L’architecte avoue néanmoins que l’idée de départ n’était pas d’utiliser une imprimante 3D, mais il assure que cette technologie s’est avéré être la plus appropriée au vu du défi architectural qu’il s’est lancé, un bâtiment en forme de bande de Möbius, à savoir une surface qui a la particularité de n’avoir qu’un seul côté, sans réel début ou fin.
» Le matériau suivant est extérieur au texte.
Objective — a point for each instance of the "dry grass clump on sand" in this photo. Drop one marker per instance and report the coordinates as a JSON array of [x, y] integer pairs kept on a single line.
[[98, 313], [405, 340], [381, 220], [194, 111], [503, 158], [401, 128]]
« Nous avons commencé par nous demander si un bâtiment peut être comme un paysage, de manière à en construire un qui se fonde dans le paysage, ou tout au moins qui apprenne du paysage », précise-t-il. « Notre analyse est que l’essence d’un paysage est de ne pas avoir de début ou de fin, c’est continu », poursuit M. Ruijssenaars : « pas seulement du fait que la terre est ronde, mais aussi du fait que l’eau succède à la terre, les vallées aux montagnes ».
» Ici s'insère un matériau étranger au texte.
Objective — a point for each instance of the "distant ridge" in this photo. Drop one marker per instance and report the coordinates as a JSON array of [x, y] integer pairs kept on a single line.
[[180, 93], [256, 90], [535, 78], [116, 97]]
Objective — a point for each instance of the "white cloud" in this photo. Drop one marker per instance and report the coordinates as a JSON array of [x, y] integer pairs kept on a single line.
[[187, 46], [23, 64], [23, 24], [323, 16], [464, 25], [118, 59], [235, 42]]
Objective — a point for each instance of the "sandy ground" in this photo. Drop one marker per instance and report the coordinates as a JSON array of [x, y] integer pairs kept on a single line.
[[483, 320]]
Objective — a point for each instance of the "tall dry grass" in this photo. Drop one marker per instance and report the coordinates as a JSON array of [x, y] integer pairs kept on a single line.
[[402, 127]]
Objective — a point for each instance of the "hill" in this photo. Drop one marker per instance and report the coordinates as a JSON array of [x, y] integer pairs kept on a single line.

La ressemblance du bâtiment avec l’oeuvre d’une autre Néerlandais, le designer et illustrateur M.C. Escher, est frappante. « Il a très clairement été une source d’inspiration, je dirais qu’il est le roi de la bande de Möbius dans le monde du dessin », assure Janjaap Ruijssenaars.

En fabriquant une maquette de son bâtiment, l’architecte s’est rendu compte que, quel que soit le matériau utilisé, que ce soit du papier ou du plomb, « pour faire une bande de Möbius, il faut d’abord faire une bande, puis la courber » afin de joindre deux extrémités.

Avec l’imprimante 3D, on peut construire des cavités

« Mais avec une imprimante 3D, même un petit modèle, on a pu faire l’ensemble de la structure de bas en haut sans que personne ne puisse voir où elle (la bande, ndlr) débutait et ou elle s’achevait », affirme M. Ruijssenaars, qui a travaillé à l’encodage sur ordinateur avec Enrico Dini et le mathématicien et artiste néerlandais Rinus Roelofs.

Un parc national brésilien a déjà manifesté son intérêt pour le projet, qui coûterait environ quatre millions d’euros, affirme l’architecte, selon lequel la construction prendrait environ 18 mois et l’imprimante « pourrait être active pour une demi-année ».

Objectif Lune ?

« Le défi, c’est de montrer qu’il est possible d’imprimer de vrais bâtiments en 3D et donc démontrer qu’il existe une nouvelle manière de construire », explique à l’AFP l’ingénieur Enrico Dini, 50 ans, qui a quitté son emploi dans la robotique (il construisait des prototypes pour l’industrie de la chaussure) pour se consacrer à la construction de l’immense imprimante. Il admet toutefois que cette technologie reste hybride, et doit encore être utilisée avec d’autres techniques de construction pour obtenir un bâtiment. « Il faut pouvoir être compétitif par rapport aux autres techniques de construction », souligne-t-il.

Un des avantages de l’imprimante est qu’il est aisément possible de construire des cavités, pour des fils électriques ou la plomberie notamment. Il est en outre possible d’utiliser de la roche trouvée in situ pour construire un bâtiment.

Selon M. Ruijssenaars, « on pourrait emmener l’imprimante sur la Lune, l’assembler là-bas et imprimer avec des matériaux lunaires ».